# Freeze dried or dehydrated tomatos?



## edteach (Nov 14, 2016)

Looking to put some Tomatos away for long term storage. Freeze dried or dehydrated and were to buy them. I will be putting them in vacuum sealed mylar bags.


----------



## Smitty901 (Nov 16, 2012)

never know anyone to dehydrate Tomatoes or Freeze dry them. They are a prefect food for canning and store well.


----------



## Redneck (Oct 6, 2016)

I grow my own but also store the Emergency Essentials tomato powder, which can last 25 years. https://beprepared.com/tomato-powder-large-can.html


----------



## Robie (Jun 2, 2016)

Dehydrated tomatoes are like potato chips.

I did a whole bunch once to put away and ended up eating every last one of them.

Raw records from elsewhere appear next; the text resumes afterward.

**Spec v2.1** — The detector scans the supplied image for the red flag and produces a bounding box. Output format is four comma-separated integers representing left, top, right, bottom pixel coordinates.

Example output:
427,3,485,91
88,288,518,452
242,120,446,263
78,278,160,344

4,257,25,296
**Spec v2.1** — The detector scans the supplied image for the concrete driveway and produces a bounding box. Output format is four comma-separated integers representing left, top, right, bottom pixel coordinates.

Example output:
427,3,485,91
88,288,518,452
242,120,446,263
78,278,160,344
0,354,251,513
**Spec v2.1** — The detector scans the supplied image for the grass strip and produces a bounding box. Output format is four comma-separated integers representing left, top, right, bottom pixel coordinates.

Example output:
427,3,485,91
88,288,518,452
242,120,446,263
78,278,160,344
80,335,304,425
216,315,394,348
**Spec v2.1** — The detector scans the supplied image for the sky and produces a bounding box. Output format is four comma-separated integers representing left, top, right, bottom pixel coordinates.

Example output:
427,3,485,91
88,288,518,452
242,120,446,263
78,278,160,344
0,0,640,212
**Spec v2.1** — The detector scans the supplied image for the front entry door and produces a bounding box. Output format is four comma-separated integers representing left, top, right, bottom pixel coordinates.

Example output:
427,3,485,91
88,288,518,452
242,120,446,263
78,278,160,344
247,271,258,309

Some spices before dehydrating and ....yum.

They re hydrate wonderfully also.


----------



## edteach (Nov 14, 2016)

So will dehydrated Tomatos keep for 20 years if vacuum sealed?


----------



## Redneck (Oct 6, 2016)

edteach said:


> So will dehydrated Tomatos keep for 20 years if vacuum sealed?

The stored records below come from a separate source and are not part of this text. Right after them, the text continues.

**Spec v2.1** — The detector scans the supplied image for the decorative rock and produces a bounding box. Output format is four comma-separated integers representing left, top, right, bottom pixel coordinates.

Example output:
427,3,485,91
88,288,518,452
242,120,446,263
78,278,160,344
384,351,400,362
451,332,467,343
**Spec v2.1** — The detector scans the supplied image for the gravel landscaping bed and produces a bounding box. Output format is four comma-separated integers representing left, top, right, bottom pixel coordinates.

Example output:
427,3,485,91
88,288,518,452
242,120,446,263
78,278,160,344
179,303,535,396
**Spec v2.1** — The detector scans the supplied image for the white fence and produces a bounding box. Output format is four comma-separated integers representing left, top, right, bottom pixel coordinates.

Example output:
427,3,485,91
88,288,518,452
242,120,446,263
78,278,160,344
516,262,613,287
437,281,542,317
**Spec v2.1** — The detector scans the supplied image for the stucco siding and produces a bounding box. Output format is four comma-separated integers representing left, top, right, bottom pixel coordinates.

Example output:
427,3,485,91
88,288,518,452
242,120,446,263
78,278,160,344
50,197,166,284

From what I've read, they last a year or two.


----------



## Chiefster23 (Feb 5, 2016)

I have dehydrated tomatoes. They taste incredible. Like a flavor explosion in your mouth. I don’t think they would last 20 years. I have never kept mine for more than 6 or 8 months.


----------



## Broncosfan (Mar 2, 2014)

We have dehydrated tomatoes and vacuum sealed them in canning jars the last several years. We used the "Super Sweet 100" variety. and cut in quarters or else they extremely large. We prefer using jars as to bags becasue in the bags they seem to stick together more. I know they last at least 2 years. We use in salads, stir fry on top of nachos etc. I have done slices but like the smaller ones better.


----------